I pray the Lord my soul to keep,
If I should die before I wake,
I pray the Lord my soul to take.
I kept praying and Mama and I both lived on. I still made wishes for other things. They sometimes worked and sometimes didn’t. But prayers weren’t for silly things. They were just for protection from the unthinkable.
Now I know I wasn’t the first person to depend on chants or prayer to ward off evil (but maybe the youngest). For centuries people have done made little targeted prayers.
“It could rain and spoil the wedding, God forbid.”
“Johnny could get hurt riding his bike, God forbid.”
“If you go out in this weather, you’ll get pneumonia, God forbid.”
Different groups have developed their own evil-avoiding rituals. Spitting seems to have been an important part of many of them.
My husband told me about the rituals that his Jewish grandmother used – mainly to avoid a keinahora, which was a curse disguised as a compliment, an evil eye. For example, if a neighbor looked at a newborn baby in his grandmother’s arms and said, “What a beautiful baby!” it was terrible. She had given the child a keinahora.
But Grandma Reuben would spring into action even before the words had completely left the woman’s lips.
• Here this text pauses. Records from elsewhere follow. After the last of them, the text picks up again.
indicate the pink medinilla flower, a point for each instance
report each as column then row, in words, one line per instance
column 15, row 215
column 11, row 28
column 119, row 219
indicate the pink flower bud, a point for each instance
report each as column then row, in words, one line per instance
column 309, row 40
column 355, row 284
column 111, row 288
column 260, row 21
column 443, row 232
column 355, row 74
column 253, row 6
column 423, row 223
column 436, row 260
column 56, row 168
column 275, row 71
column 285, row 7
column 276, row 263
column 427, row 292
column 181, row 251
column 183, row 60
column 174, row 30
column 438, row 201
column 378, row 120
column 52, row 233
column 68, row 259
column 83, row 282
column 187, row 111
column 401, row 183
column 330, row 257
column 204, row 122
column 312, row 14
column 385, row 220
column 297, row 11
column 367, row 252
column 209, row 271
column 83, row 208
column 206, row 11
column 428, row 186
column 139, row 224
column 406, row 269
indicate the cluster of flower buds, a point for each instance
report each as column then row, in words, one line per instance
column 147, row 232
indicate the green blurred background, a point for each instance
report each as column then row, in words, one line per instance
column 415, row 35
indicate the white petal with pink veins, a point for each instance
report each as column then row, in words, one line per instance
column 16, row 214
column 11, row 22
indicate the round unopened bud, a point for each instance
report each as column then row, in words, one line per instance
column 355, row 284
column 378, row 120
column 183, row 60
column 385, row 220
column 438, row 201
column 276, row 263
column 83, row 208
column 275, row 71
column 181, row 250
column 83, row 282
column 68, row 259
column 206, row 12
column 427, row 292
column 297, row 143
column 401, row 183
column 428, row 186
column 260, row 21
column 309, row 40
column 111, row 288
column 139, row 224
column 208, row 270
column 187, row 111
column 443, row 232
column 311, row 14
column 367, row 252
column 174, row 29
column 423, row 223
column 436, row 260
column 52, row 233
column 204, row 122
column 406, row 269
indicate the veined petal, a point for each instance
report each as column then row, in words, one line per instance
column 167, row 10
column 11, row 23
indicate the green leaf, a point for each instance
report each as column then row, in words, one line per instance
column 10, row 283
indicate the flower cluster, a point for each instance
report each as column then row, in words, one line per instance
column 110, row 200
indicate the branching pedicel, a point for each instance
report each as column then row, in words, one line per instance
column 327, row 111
“Tu, tu, tu,” she’d say, then spit.
Grandma Reuben was as steadfast in performing this rite as I was at my prayers. Whenever the family was in danger of a keinahora, she saved them. When Ronnie told her he got a perfect report card, “Tu, tu, tu,” and spit. When Sophie announced Joe had proposed and she was so happy. “Tu, tu, tu,” she said, and spit.
People tell me these rituals don’t work and that God doesn’t answer prayers. All I know is, for all the years I said my prayer and beyond, Mama woke up feeling pretty good in the morning.